Sometime or the other we have all played Connect-4 or Four-in-a-row against either a human or a computer opponent. It is a simple game where you and your opponent each try to get four same-color pieces in a row, while trying to prevent the other from doing so. The first one to line up four adjacent pieces of the same color wins the game.
Conventionally, the game board has 42 squares made of six rows and seven columns. Players start with several discs of two colors each, and to be successful, each player has to constantly plan and revise their strategy. Therefore, an SBC or single board computer such as the Raspberry Pi, or RBPi is a suitable candidate for playing Connect-4. Besides enjoying the game, you hone your skills as a DIY enthusiast by building the game. Of course, this project will require some skill in mechanical assembly, and in coding as well.

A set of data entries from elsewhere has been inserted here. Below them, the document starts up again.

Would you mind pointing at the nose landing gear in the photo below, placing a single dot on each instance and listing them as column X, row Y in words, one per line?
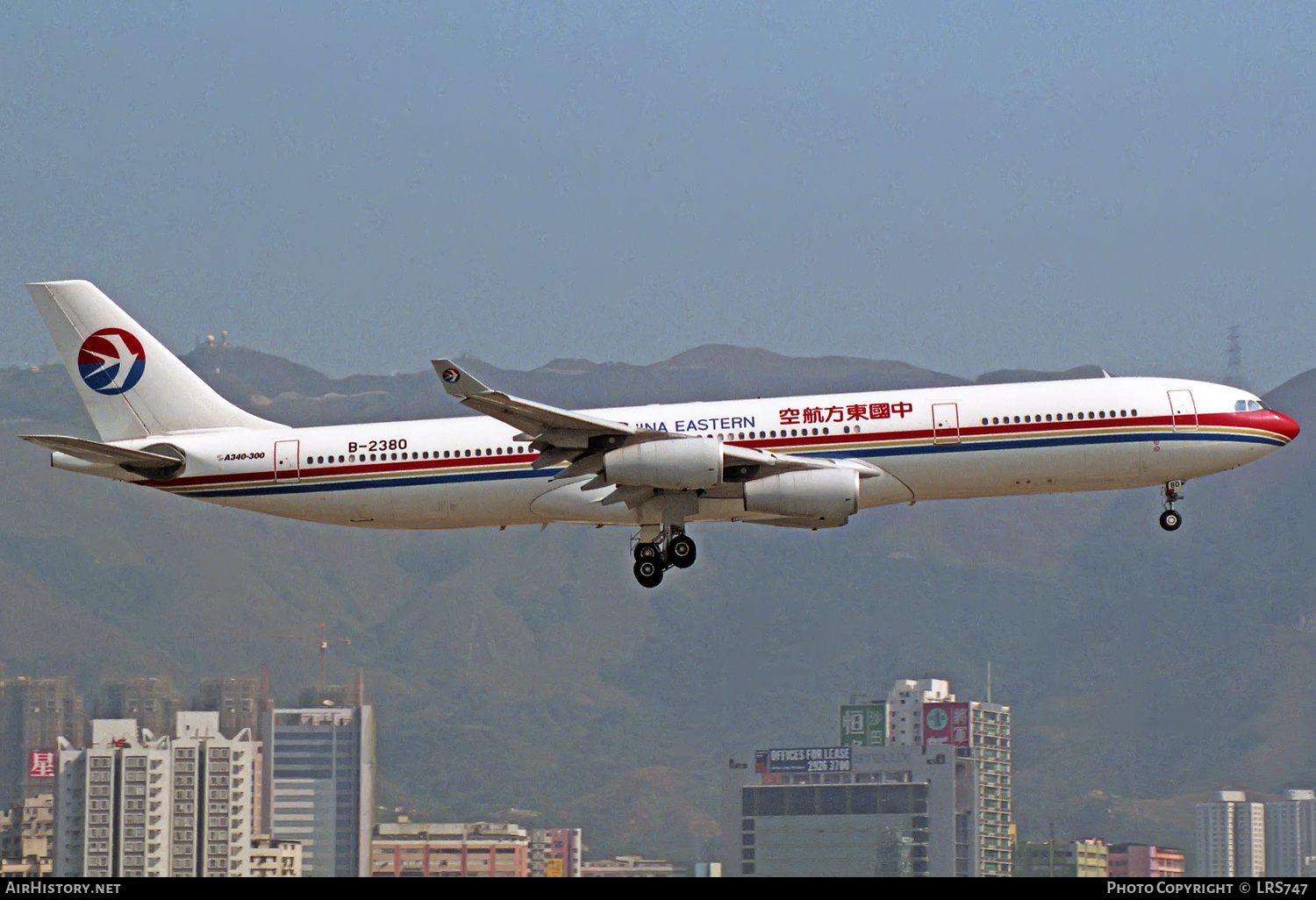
column 653, row 558
column 1170, row 520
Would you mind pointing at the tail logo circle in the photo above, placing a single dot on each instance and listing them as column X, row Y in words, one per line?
column 111, row 361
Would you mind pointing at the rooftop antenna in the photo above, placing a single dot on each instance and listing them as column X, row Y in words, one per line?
column 1234, row 368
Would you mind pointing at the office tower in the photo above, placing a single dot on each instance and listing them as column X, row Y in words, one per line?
column 150, row 702
column 34, row 713
column 237, row 700
column 1231, row 837
column 555, row 852
column 1291, row 834
column 928, row 795
column 320, row 786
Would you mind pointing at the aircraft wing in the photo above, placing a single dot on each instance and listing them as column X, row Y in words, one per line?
column 102, row 454
column 579, row 439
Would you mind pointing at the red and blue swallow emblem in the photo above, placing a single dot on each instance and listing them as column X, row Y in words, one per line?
column 111, row 361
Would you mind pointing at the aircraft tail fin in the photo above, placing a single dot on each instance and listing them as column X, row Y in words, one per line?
column 131, row 384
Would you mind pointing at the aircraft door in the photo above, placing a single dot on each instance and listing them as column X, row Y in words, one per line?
column 945, row 423
column 286, row 461
column 1184, row 411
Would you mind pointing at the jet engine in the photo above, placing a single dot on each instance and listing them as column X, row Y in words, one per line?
column 679, row 465
column 829, row 495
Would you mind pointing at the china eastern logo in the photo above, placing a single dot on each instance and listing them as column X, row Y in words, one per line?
column 111, row 361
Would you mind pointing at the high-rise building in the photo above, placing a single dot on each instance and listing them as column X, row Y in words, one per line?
column 134, row 804
column 1147, row 861
column 150, row 702
column 926, row 713
column 1084, row 858
column 34, row 713
column 933, row 800
column 555, row 852
column 1291, row 834
column 1231, row 837
column 320, row 786
column 237, row 700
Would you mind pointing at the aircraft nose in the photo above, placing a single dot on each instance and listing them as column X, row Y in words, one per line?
column 1284, row 425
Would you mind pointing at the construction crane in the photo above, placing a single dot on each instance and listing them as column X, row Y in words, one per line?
column 324, row 641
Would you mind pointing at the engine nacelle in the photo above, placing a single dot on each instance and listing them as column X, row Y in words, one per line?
column 831, row 495
column 676, row 465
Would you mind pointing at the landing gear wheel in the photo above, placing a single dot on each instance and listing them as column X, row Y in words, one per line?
column 681, row 552
column 649, row 573
column 647, row 552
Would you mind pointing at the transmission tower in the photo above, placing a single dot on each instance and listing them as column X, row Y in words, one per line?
column 1234, row 368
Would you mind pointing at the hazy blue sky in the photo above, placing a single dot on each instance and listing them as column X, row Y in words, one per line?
column 963, row 187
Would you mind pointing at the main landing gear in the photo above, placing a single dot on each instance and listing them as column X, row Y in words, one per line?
column 1170, row 520
column 653, row 558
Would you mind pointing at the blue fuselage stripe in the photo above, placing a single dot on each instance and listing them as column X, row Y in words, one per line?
column 834, row 453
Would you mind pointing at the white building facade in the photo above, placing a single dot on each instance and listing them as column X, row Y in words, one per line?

You can have a horizontal board and an X, Y arm mechanism to let the RBPi deliver its pieces to the required square. However, a vertical board makes the mechanism simpler, as the arm then has to travel only in one axis, gravity taking care of the other. The vertical board is actually made of two faces, with a gap in between and separators to mark the columns to allow the discs to be dropped in one of the columnar spaces between the two faces. Both faces have 42 matching circular cutouts, so it is easy to see where each disc is positioned. A claw on the arm mechanism picks up a disc from a stack, positions itself above the required column, and releases the disc, allowing it to fall in the column between the board faces.
The software requires the use of Python Imaging Library for processing the image of the game board. To enhance readability, the image can be down-sampled to 16 colors, and then divided into a grid. It is only required to identify each of the 42 spaces on the board as red, yellow, or empty. This is easily done by reading the RGB value of each space in the grid, and saving this data in the form of an array. This forms the board state after every move and this is passed on to the AI or Artificial Intelligence on the RBPi for calculating the next move.
The AI used is a well-known algorithm known as Minimax – applicable to games of this nature, and there is a Python library for Minimax. Using tree-searching methods, the algorithm looks several steps ahead to calculate the next best move. Getting the RBPi to play effectively can be quite a challenge, as even a small Connect-4 board of 6×7 squares can have 4,531,985,219,092 possible game positions. Therefore, the program tries to trade-off between absolute perfect play and reasonable time for each move. If you can strike a balance between the two, the RBPi can play quite intelligently, but still complete each move in about 25 seconds – this is acceptable for a flowing game.